According to this standards, students are supposed to "further develop their understanding of plane figures" by studying symmetry. Thus, the purpose of studying symmetry isn't just about learning symmetry. Rather, using symmetry as a new perspective to review those shapes that have been previously studied. So, for example, what kinds of triangles are symmetric? From this perspective, isosceles triangles and equilateral triangles are in one group, symmetric triangles.
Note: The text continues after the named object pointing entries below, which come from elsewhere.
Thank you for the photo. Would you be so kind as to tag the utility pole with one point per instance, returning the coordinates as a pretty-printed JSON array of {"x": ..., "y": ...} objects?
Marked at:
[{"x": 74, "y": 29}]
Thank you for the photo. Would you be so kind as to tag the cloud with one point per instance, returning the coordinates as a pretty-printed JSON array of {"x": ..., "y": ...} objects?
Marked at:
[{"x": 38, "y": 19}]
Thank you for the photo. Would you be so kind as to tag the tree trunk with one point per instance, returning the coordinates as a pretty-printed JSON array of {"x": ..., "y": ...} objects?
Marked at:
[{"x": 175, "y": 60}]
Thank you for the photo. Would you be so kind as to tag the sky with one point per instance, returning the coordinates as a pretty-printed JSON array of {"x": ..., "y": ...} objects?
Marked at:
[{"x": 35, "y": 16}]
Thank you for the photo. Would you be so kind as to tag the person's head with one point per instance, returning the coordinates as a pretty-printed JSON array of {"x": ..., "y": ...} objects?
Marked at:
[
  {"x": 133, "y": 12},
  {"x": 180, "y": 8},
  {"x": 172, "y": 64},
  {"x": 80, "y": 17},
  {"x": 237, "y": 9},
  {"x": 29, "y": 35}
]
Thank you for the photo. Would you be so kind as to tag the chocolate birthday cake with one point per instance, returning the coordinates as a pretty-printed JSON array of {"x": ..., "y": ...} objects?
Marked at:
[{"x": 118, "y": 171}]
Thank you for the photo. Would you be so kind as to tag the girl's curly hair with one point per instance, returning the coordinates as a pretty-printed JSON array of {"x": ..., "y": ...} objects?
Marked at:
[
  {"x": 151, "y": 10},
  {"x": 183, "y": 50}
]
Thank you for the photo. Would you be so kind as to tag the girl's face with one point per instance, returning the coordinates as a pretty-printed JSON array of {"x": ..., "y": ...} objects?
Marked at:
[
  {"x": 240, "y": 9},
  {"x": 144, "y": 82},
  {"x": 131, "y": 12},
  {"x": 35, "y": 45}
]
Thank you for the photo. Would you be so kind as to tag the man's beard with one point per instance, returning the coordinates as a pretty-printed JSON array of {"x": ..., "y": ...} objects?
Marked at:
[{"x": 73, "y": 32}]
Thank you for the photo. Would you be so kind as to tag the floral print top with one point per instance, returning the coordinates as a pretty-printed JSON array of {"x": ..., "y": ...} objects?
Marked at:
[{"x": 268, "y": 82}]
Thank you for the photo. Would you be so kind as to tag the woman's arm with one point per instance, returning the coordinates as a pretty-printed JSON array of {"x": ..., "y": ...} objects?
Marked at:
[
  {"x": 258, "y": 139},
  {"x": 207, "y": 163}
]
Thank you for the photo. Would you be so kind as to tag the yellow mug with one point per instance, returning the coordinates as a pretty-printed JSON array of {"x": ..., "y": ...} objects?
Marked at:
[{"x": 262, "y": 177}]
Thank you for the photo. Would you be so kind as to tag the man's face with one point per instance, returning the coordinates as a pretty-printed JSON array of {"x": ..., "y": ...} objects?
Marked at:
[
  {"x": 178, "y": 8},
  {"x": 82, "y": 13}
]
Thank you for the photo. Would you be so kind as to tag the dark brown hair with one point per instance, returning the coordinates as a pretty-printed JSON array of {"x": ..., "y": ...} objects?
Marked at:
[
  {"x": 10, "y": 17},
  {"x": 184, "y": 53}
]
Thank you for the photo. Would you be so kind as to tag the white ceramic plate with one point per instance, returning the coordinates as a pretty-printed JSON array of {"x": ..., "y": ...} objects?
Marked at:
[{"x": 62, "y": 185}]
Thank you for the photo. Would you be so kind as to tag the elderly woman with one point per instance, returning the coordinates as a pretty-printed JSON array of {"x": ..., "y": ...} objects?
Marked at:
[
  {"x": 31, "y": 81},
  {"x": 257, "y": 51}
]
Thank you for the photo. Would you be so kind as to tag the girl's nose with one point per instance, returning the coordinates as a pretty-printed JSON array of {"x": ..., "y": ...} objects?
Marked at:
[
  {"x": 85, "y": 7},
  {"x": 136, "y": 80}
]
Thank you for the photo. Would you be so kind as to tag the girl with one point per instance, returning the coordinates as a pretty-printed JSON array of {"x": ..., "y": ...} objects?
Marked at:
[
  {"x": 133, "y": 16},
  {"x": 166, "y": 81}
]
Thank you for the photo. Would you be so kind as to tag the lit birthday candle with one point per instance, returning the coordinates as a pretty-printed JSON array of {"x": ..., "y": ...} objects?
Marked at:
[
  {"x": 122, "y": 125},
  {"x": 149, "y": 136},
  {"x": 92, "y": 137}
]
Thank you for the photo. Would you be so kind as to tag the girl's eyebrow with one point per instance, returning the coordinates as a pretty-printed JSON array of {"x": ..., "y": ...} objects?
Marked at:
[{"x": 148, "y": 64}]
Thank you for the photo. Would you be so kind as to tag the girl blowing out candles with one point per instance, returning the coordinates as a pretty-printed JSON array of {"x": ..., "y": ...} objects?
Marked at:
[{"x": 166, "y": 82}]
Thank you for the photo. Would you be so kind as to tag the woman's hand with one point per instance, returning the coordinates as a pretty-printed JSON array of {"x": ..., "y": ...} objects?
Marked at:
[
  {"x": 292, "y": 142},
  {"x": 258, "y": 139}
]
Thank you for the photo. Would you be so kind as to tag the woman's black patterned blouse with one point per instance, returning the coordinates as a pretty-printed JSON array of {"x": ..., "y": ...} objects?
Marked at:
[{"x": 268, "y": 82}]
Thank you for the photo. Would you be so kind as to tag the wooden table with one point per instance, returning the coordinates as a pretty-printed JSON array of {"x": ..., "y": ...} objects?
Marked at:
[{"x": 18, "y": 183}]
Students can also explore which types quadrilaterals have reflective (line) symmetry. Parallelograms, with the exception of those which are also rectangles, do not possess reflective symmetry. Many children (and adults) think that the line that are parallel and in between a pair of sides will serve as the line of symmetry. When they actually fold a parallelogram, they are surprised that the two sides do not match up. That experience, in turn, can help students understand that the line of reflection must be the perpendicular bisector of the segments connecting corresponding points. [The notion of "corresponding points" follows from their study of congruent figures in Grade 5 -- because the two sides of a symmetric figures are congruent, there are corresponding points. As a result, the formal study of symmetry must follow the study of congruence.] With that understanding, children can now determine the line of symmetry (M6G1a) without having to actually fold the paper, or simply eye balling it. This knowledge will also allow them to complete a figure when one side of the figure and the line of symmetry are given.

Many Japanese mathematics teachers consider the study of symmetry in Grade 6 as the culminating point of the study of geometry in elementary schools (in Japan, elementary schools cover grades 1 through 6). Children not only learn about symmetry, but they also learn to use symmetry as a perspective to re-analyze shapes they have learned. Most Grade 6 classrooms in Georgia are in middle schools. So, perhaps we can position the study of symmetry as an entry point into a more formal study of geometry in secondary schools.